Do you have any gift cards sitting around that you would rather turn into cash/ now that I’ve mentioned it, do you want those gift cards gone right now? Coinstar will be happy to make that happen for you at any of their more than 400 instant-gratification Coinstar Exchange kiosks.
You know Coinstar: they’re the company happy to take away strange metal money discs that you keep in a jar, taking a modest 10.9% fee, and exchanging them for cash. Sure, the fee is a little high, but their kiosks can be found in convenient locations, and you can avoid the fee by cashing in your coins for gift cards instead.
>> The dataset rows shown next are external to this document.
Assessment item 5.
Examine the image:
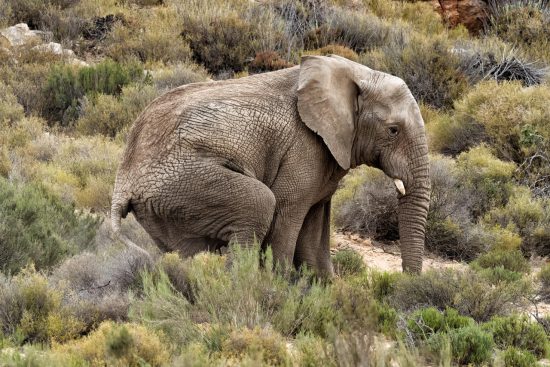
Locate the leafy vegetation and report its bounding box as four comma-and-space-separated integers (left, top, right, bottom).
1, 0, 549, 364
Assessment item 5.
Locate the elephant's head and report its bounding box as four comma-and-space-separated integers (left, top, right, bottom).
297, 55, 430, 273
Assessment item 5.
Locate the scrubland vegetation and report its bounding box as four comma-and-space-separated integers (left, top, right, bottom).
1, 0, 550, 365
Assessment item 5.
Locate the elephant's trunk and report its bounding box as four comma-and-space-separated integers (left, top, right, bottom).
398, 143, 430, 273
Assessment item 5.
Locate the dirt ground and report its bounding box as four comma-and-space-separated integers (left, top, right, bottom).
332, 231, 550, 318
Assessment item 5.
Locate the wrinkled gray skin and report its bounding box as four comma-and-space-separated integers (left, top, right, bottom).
111, 55, 430, 275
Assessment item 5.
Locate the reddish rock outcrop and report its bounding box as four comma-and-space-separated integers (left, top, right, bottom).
430, 0, 488, 34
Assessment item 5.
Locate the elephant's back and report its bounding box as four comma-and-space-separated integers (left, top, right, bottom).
118, 67, 301, 182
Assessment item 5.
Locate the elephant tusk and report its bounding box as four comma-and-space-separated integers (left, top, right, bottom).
394, 179, 406, 196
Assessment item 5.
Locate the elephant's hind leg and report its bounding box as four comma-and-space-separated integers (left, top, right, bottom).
172, 162, 276, 249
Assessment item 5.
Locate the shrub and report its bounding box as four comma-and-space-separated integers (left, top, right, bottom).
333, 153, 516, 260
457, 38, 548, 87
132, 245, 401, 357
308, 8, 404, 53
222, 327, 291, 365
152, 62, 210, 91
483, 314, 550, 358
303, 44, 359, 62
295, 334, 336, 367
426, 107, 486, 156
428, 326, 494, 366
455, 145, 516, 219
486, 0, 550, 63
406, 307, 445, 340
249, 51, 294, 74
55, 321, 170, 367
105, 7, 192, 64
0, 83, 25, 125
502, 347, 538, 367
43, 60, 145, 125
538, 264, 550, 300
472, 250, 530, 273
361, 33, 468, 109
76, 83, 158, 137
0, 266, 85, 344
443, 81, 550, 195
183, 13, 259, 75
477, 266, 523, 284
158, 252, 194, 300
368, 270, 401, 302
391, 268, 526, 322
484, 188, 550, 256
331, 249, 365, 277
33, 134, 122, 211
0, 178, 98, 273
0, 62, 52, 118
406, 307, 475, 341
333, 167, 398, 240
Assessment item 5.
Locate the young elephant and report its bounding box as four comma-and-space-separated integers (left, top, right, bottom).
111, 55, 430, 275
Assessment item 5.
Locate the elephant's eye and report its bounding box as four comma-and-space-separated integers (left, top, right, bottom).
388, 126, 399, 137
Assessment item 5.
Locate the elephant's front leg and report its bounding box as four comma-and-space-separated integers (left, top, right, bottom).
293, 200, 334, 277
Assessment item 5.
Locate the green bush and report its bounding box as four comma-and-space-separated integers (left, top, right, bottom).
433, 81, 550, 196
428, 325, 494, 366
502, 346, 538, 367
0, 178, 98, 273
538, 264, 550, 300
484, 314, 549, 358
477, 266, 523, 284
487, 1, 550, 63
152, 62, 210, 91
407, 307, 444, 340
331, 249, 365, 277
391, 268, 527, 322
54, 321, 169, 367
472, 250, 530, 273
33, 134, 122, 211
221, 327, 291, 366
361, 33, 468, 109
0, 62, 52, 119
455, 145, 516, 219
406, 307, 474, 341
295, 334, 336, 367
43, 60, 145, 125
333, 153, 517, 261
76, 83, 158, 137
0, 83, 25, 125
105, 7, 191, 64
368, 270, 401, 302
0, 267, 86, 344
484, 188, 550, 256
307, 8, 403, 53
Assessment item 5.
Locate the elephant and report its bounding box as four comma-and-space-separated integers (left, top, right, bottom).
111, 55, 430, 275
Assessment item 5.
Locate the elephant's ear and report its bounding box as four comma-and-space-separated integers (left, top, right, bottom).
297, 55, 360, 170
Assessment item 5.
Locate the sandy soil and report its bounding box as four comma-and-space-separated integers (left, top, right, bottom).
332, 232, 466, 272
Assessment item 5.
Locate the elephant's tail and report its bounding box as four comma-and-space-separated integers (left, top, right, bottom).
111, 191, 152, 260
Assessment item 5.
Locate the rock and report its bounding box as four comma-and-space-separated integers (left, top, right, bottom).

Now Coinstar is bringing the operation full circle: they’re installing Coinstar Exchange kiosks nationwide. They don’t accept gift certificate codes from Coinstar machines, which would really be full circle, but do accept physical plastic gift cards from a number of big retailers.
The company’s cut? We’re not quite sure. The “offer” that customers get will probably depend on the gift card arbitrage markets that at that particular moment.
Coinstar’s parent company, Outerwall, also runs Redbox movie and game-rental kiosks and EcoATM phone trade-in kiosks. It’s that last business model that the gift card trade-in process resembles the most. In order to avoid becoming robotic fences for stolen mobile phones, the EcoATM has security procedures that remind us of Pennsylvania’s short-lived experiment with wine kiosks. A mysterious worker at a remote site checks users’ IDs against pictures that the kiosk takes of the person trying to sell a phone.
It sounds like Coinstar Exchange will use similar safeguards, which is either comforting or intrusive and creepy.
If this sort of thing appeals to you, and you don’t mind losing some of the face value of your gift cards, you can find Coinstar Exchange kiosks in more than 400 towns as of this writing.